Keywords

1 Introduction

In recent years, deep learning technology has made breakthroughs in many fields [7, 19]. Here we mainly focus on deep neural networks in deep learning. The complex connection between neurons and hidden layers enables the related model to extract multi-levels of feature information from the original data. Based on the extracted feature information, the model can construct the relationship between the feature description of training samples and their labels for predicting the labels of new samples. Traditional neural networks generally use the iterative training mechanism. Specifically, they first calculate the prediction error of the model based on the initialization parameters and training samples and then use the error back-propagation method to iteratively fine-tune all the weights in the neural network to make the prediction error of the model reach an acceptable threshold. This process is time-consuming, and the demand for hardware computing resources is huge. For example, GPU is often necessary for deep model training. This makes it difficult to train and deploy related models on-site in many scenarios with limited computing power.

To alleviate the defects of traditional neural networks, neural networks using non-iterative training mechanisms have attracted more and more attention in recent years [2, 17]. This kind of neural network has one thing in common, that is, some parameters in the neural network remain unchanged in the subsequent model training process after initialization, and the parameters to be calculated only need to be solved at one time. Compared with traditional neural networks, this training method undoubtedly greatly improves the learning efficiency of the model. Relevant representative algorithms include Random Vector Functional Link network (RVFL) [16], Pseudo-Inverse Learning (PIL) [8], Extreme Learning Machine (ELM) [9], Stochastic Configuration Network (SCN) [14], and Broad Learning System (BLS) [3]. This study mainly focuses on BLS.

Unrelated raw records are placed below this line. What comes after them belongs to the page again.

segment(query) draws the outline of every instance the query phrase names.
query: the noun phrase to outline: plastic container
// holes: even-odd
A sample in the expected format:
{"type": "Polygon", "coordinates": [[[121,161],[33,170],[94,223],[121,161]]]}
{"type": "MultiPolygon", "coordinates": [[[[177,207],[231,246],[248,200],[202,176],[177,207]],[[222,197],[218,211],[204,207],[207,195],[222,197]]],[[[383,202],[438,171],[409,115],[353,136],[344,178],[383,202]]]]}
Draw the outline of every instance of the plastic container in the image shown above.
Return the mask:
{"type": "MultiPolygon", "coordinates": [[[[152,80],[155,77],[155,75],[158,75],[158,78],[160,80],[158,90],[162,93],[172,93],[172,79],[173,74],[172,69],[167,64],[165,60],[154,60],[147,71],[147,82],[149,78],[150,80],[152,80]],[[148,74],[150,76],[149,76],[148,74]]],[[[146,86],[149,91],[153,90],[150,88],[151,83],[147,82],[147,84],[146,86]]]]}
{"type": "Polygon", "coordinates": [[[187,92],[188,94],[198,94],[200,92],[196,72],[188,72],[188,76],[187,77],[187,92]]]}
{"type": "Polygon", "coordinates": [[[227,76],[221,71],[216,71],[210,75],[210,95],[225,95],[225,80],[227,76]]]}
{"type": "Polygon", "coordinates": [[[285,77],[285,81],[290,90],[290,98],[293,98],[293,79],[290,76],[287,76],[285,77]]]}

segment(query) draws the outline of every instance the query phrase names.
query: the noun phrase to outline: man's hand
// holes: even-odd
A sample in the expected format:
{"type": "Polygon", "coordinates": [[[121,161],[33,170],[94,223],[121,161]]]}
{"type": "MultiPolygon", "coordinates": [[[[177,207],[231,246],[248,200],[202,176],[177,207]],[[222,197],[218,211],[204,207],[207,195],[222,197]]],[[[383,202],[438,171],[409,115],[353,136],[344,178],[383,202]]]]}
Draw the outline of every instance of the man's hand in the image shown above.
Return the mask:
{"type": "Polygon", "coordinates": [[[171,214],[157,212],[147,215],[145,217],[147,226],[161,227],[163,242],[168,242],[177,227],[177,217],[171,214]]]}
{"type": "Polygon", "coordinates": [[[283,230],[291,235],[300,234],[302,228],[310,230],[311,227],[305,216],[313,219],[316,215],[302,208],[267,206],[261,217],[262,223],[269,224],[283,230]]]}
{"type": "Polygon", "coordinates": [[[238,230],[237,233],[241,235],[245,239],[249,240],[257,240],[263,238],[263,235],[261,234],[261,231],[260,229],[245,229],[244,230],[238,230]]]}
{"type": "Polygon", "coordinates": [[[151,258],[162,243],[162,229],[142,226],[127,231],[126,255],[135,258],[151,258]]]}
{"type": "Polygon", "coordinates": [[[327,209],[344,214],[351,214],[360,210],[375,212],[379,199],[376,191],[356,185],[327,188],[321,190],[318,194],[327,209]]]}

BLS is an upgraded version of RVFL proposed by Chen et al. in 2017 [3] which has two obvious characteristics. First, BLS uses a non-iterative training mechanism, which makes it very efficient in training. Second, the network structure of BLS has flexible scalability. Specifically, the number of its mapped feature nodes and enhancement nodes can be dynamically increased or pruned according to different tasks. After two feature mappings of the mapped feature layer and the enhancement layer, the different classes of the original data can be linearly separable in a high-dimensional space, and then the parameters of the model can be solved based on the ridge region theory. The universal approximation capability of BLS has been proved in [4]. Thanks to the excellent performance of BLS in multiple scenarios and a relatively complete theoretical foundation, it quickly attracted the attention of researchers. Improved BLS-based algorithms and applications are constantly being proposed. Related representative works include fuzzy BLS [6], recurrent BLS [15], weighted BLS [5], BLS with Proportional-Integral-Differential Gradient Descent [21], dense BLS [20], multi-view BLS [13], semi-supervised BLS [18], etc.

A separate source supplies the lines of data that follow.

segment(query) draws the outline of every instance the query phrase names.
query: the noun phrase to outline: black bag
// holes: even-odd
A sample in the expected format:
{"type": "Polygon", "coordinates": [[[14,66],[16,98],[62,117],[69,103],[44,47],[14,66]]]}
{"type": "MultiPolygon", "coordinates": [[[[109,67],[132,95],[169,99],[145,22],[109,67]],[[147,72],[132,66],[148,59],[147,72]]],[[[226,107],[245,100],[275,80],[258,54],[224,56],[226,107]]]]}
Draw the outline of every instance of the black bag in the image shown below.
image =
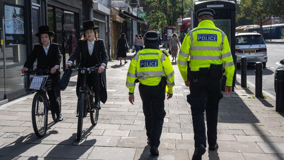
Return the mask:
{"type": "Polygon", "coordinates": [[[58,84],[58,88],[61,91],[64,91],[67,88],[69,83],[69,80],[71,77],[72,70],[70,67],[65,70],[61,79],[58,84]]]}

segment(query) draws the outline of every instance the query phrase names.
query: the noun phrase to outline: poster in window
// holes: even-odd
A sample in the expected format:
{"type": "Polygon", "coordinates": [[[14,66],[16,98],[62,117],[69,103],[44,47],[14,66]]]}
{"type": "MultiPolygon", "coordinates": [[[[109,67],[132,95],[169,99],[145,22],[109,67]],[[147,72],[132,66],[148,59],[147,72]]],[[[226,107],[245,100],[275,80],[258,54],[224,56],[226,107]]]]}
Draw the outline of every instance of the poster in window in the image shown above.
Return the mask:
{"type": "Polygon", "coordinates": [[[4,9],[6,44],[24,44],[23,6],[12,4],[5,4],[4,9]]]}

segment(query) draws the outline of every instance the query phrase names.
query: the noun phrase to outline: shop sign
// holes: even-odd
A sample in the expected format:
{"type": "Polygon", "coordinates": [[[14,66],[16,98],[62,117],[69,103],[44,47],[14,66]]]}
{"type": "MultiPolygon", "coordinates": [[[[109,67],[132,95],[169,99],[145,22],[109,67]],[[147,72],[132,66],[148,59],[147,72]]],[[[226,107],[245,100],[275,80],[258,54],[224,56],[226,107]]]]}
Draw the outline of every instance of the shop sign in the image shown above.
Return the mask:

Although the above-mentioned BLS and its variants have shown great potential in many scenarios, their model performance is still expected to be further improved. Because we found that their input parameters are randomly generated based on a uniform distribution. BLS grouped the mapped feature nodes at the beginning of the design, but few studies use different distributions to initialize different groups of mapped feature nodes. In the early research of Cao et al., they found that for RVFL, using different distribution functions to initialize the input weights will have different effects on the performance of the model [1]. Moreover, using uniform distribution to initialize the input weights cannot always guarantee that the model has good generalization ability. Later, they further studied and found that in ensemble learning scenarios, using multiple distributions to initialize the sub-models can effectively improve the generalization ability of the final model [12].

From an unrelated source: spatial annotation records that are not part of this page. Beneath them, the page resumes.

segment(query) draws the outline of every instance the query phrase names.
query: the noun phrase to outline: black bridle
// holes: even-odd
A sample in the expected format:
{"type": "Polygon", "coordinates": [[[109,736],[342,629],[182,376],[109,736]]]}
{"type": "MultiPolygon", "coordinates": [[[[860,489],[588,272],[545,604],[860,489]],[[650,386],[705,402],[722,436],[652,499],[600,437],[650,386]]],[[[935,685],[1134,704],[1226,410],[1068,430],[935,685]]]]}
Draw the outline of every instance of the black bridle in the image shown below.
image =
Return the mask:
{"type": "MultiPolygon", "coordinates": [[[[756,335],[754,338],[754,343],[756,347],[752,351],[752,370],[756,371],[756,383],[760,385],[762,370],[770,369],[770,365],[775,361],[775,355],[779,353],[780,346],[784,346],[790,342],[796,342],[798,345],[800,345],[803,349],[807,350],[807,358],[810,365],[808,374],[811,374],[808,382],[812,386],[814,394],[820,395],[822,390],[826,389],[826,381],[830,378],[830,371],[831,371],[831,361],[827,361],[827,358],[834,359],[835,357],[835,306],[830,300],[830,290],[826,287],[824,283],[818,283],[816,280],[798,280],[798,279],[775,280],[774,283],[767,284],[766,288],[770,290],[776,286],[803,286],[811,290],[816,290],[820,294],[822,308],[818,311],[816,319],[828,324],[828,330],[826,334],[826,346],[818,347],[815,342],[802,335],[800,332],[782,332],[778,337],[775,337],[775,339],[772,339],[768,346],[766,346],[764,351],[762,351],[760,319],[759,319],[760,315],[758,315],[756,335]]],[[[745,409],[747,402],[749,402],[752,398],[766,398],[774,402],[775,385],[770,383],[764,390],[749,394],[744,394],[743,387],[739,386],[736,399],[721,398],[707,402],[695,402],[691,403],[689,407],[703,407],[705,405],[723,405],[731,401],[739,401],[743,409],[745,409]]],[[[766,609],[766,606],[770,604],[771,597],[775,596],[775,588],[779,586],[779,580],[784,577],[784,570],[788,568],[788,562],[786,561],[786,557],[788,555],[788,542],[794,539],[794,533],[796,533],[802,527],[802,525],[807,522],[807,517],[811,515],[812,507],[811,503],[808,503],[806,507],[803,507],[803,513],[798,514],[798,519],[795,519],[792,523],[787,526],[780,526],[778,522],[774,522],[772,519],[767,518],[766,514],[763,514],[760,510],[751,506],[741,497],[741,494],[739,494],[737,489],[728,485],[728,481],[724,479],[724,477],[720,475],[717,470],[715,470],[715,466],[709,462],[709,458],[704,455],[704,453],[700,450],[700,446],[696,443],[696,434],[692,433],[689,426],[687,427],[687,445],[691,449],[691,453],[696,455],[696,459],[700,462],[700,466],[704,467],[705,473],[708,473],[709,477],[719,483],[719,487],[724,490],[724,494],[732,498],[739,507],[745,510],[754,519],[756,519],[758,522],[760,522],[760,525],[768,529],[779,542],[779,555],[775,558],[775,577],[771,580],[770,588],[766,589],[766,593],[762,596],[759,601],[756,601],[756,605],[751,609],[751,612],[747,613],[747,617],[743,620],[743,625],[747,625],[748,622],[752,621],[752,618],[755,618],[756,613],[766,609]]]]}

Inspired by the above work, in this study, we propose to use multiple distribution functions to initialize different groups of mapped feature nodes, thereby enhancing the diversity of mapped features. We call this method: BLS with Hybrid Features (BLSHF). For many machine learning algorithms, the more diverse the features, the better the generalization ability of the model. BLSHF uses multiple distributions to initialize input weights in the mapped feature layer, which can obtain multi-level feature abstractions from the original data, and indirectly improves the diversity of enhancement features. Abundant features help the model to better mine the mapping relationship between the original feature description of the training samples and their labels, thereby improving the generalization ability of the model.

The contributions of this study can be summarized as follows.

  • A novel BLS algorithm with hybrid features (i.e., BLSHF) was proposed in this study, which can greatly improve the diversity of the mapped features and enhancement features.

  • The idea of BLSHF can be easily transferred to other BLS algorithms to further improve the performance of related models.

  • To verify the effectiveness of BLSHF, we applied it to build an air quality prediction model. Extensive experimental results on two public air quality evaluation data sets show that BLSHF can achieve better generalization ability than BLS. The air quality prediction model based on BLSHF also provides a feasible solution for real-world related scenarios.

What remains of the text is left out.